Пастор добродушно продолжал:
— Я постараюсь приспособить свой слог к вкусу моего критика. Когда мальчику шестнадцать и жизнь его только началась, встает вопрос, должен ли он так рано менять взгляды, присущие юности, на взгляды людей зрелых? Следует ли ему уже приобретать знание света, обычное в людях зрелого возраста? Я этого не думаю. По-моему, гораздо лучше оставить его подольше в обществе поэтов. Пусть он наслаждается великолепными надеждами и чудесными грезами, мечтает о героях, которых будет ставить себе в образец, когда придет его пора вступить в свет взрослым мужчиной. Есть две великие школы для воспитания характера: реалистическая и идеалистическая. Я сторонник второй. Она делает человека смелее, свободнее, выше, когда он займет место в обыденной жизни, которую называют реальной. Поэтому я не советовал бы отдавать потомка сэра Кенелма Дигби до поступления в колледж светскому человеку, весьма вероятно — какому-нибудь цинику вроде кузена Майверса, живущему в лабиринте каменных лондонских улиц.
Мистер Майерс (понемногу разгорячаясь). Прежде чем погрузиться в трясину споров о преимуществах реалистического и идеалистического воспитания, мне кажется, надо решить, кого вы хотите сделать из Кенелма. Когда мне приходится заказывать обувь, я заранее решаю, будут ли это лакированные туфли для придворного бала или прочные башмаки для прогулки, и я не прошу сапожника прочесть мне вводную лекцию о различных видах передвижения, для которых может быть использована кожа.

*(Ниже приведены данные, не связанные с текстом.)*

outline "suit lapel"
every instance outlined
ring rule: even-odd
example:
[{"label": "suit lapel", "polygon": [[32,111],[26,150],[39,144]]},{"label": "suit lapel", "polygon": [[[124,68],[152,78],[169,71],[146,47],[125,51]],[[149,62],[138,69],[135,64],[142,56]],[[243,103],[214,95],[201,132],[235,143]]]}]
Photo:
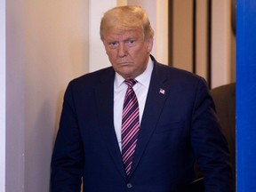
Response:
[{"label": "suit lapel", "polygon": [[100,127],[105,140],[104,143],[106,143],[115,166],[125,180],[126,173],[114,128],[114,78],[113,69],[100,78],[100,83],[96,87],[97,110],[99,111]]},{"label": "suit lapel", "polygon": [[159,67],[155,60],[142,121],[140,124],[139,139],[132,161],[131,176],[138,166],[147,145],[150,140],[170,91],[167,76],[163,70],[159,70],[159,68],[161,67]]}]

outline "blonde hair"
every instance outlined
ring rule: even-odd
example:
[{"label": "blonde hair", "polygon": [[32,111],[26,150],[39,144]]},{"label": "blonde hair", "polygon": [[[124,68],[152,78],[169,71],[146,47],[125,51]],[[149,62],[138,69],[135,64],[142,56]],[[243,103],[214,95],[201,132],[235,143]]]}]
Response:
[{"label": "blonde hair", "polygon": [[141,29],[144,38],[153,37],[154,30],[146,12],[140,6],[118,6],[106,12],[100,27],[100,39],[103,41],[108,31],[116,33]]}]

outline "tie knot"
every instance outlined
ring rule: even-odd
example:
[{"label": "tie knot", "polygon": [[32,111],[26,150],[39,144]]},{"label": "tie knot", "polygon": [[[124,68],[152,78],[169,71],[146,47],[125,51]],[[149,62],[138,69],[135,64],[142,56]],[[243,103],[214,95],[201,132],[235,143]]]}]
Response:
[{"label": "tie knot", "polygon": [[129,86],[129,87],[133,87],[133,85],[135,84],[137,84],[137,80],[136,79],[125,79],[124,83]]}]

Если вы желаете, сэр Питер, чтобы Кенелм сочинял чувствительные стишки, — послушайтесь пастора Джона, если вы желаете набить ему голову всяким пастушеским вздором о невинной любви, что может кончиться его женитьбой на дочери мельника, послушайтесь пастора Джона, если вы желаете, чтоб он вступил в жизнь слабоумным простофилей, который будет подписывать векселя, когда какой-нибудь молодой бездельник попросит поручиться за него, — послушайтесь пастора Джона. Словом, если вы желаете, чтобы способный малый вырос невинной горлинкой, легковерным простаком или сентиментальной бабой, — можете вполне довериться советам пастора Джона.